Arianne Chernock

Associate Professor, History, College of Arts & Sciences

Arianne Chernock’s research focuses on modern British and European history, with an emphasis on gender, culture, politics, and the monarchy. Her first book, Men and the Making of Modern British Feminism (Stanford University Press, 2010), called fresh attention to the forgotten but foundational contributions of men to the creation of the “rights of women” in late-eighteenth-century Britain. The book won the 2011 John Ben Snow Prize from the North American Conference on British Studies. Articles based on this project have appeared in the Journal of British Studies, Enlightenment and Dissent, and the edited collection Women, Gender and Enlightenment (Palgrave, 2005).

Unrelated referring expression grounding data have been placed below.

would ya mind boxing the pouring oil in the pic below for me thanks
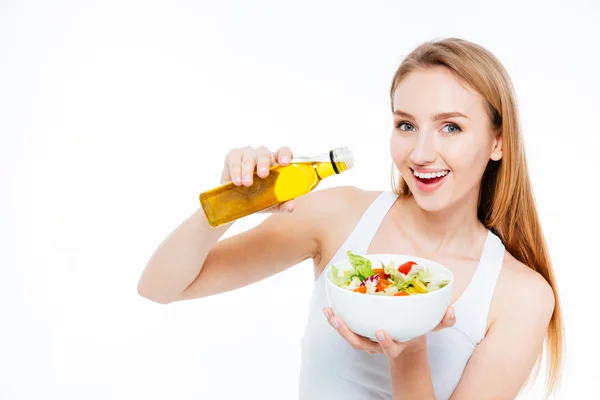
[199,147,355,227]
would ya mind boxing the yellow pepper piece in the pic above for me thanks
[411,278,428,293]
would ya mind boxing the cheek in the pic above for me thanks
[444,138,490,176]
[389,134,412,167]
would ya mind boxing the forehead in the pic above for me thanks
[392,66,484,117]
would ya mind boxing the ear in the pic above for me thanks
[490,129,502,161]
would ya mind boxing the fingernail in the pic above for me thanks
[259,167,268,174]
[449,310,455,321]
[280,156,289,164]
[323,309,329,319]
[243,175,251,182]
[332,318,339,329]
[376,331,385,342]
[234,176,241,183]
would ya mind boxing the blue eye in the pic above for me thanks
[442,123,461,134]
[397,122,416,132]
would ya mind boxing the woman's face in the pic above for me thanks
[390,66,502,213]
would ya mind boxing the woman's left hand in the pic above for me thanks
[323,306,456,360]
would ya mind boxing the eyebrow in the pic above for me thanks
[393,110,469,120]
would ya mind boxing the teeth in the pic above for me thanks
[413,170,449,179]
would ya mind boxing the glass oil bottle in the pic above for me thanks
[199,146,354,227]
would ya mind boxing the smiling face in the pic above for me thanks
[390,66,502,212]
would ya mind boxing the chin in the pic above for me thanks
[410,193,450,213]
[400,169,454,213]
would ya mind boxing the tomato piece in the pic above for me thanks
[353,286,367,294]
[373,268,389,280]
[394,291,410,296]
[398,261,417,275]
[376,279,391,292]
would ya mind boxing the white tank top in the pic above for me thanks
[298,191,505,399]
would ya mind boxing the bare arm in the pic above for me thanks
[383,264,554,400]
[389,338,436,400]
[450,265,556,399]
[137,185,350,304]
[174,189,324,301]
[136,207,233,304]
[137,145,355,304]
[324,259,554,399]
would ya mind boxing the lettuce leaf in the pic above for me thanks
[346,250,376,280]
[382,260,397,277]
[383,286,399,296]
[426,278,450,292]
[331,264,354,286]
[415,266,436,284]
[394,277,412,291]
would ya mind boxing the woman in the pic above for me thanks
[138,38,563,399]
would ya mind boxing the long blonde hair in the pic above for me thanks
[389,38,563,397]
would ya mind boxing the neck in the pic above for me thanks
[395,192,484,256]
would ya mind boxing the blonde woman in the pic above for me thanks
[138,38,563,399]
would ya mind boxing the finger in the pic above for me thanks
[240,147,257,187]
[432,306,456,332]
[274,146,293,166]
[283,200,296,212]
[375,330,407,360]
[323,308,381,354]
[226,149,243,186]
[335,319,381,353]
[274,200,296,213]
[259,199,296,214]
[256,146,273,178]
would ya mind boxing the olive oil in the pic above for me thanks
[199,147,355,227]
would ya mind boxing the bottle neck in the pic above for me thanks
[314,161,338,179]
[290,149,352,180]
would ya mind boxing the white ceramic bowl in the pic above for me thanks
[325,254,454,342]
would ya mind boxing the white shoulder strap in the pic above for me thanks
[329,191,398,264]
[454,230,506,342]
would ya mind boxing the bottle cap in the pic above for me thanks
[329,146,355,173]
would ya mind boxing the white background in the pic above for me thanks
[2,1,599,399]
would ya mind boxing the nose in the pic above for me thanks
[410,131,437,166]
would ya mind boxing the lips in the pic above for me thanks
[414,174,445,185]
[410,168,450,192]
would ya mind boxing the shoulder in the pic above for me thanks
[308,185,377,202]
[266,185,380,232]
[298,186,383,264]
[282,185,380,236]
[301,185,380,217]
[291,185,382,225]
[494,251,555,327]
[301,185,383,232]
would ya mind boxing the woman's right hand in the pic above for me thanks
[220,145,296,213]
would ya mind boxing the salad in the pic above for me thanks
[330,250,450,296]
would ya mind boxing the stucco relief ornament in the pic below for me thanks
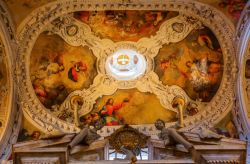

Professor Chernock is currently writing a book, provisionally titled The Right to Reign and the Rights of Women in Victorian Britain, which explores the politics of queenship over the long nineteenth century. Material from this project has been published in Victorian Studies and in the edited collection Engendering Women’s History: A Global Project (NYU Press, 2013). In her capacity as a historian of monarchy, Chernock has published numerous opinion pieces and editorials, and provides frequent commentary to a range of print, radio, and television outlets.

Chernock co-organizes the British Study Group at the Center for European Studies at Harvard University. Her research has been supported by grants from the Mellon Foundation, Phi Beta Kappa, Huntington Library, the Humanities Foundation at Boston University, and the American Philosophical Society.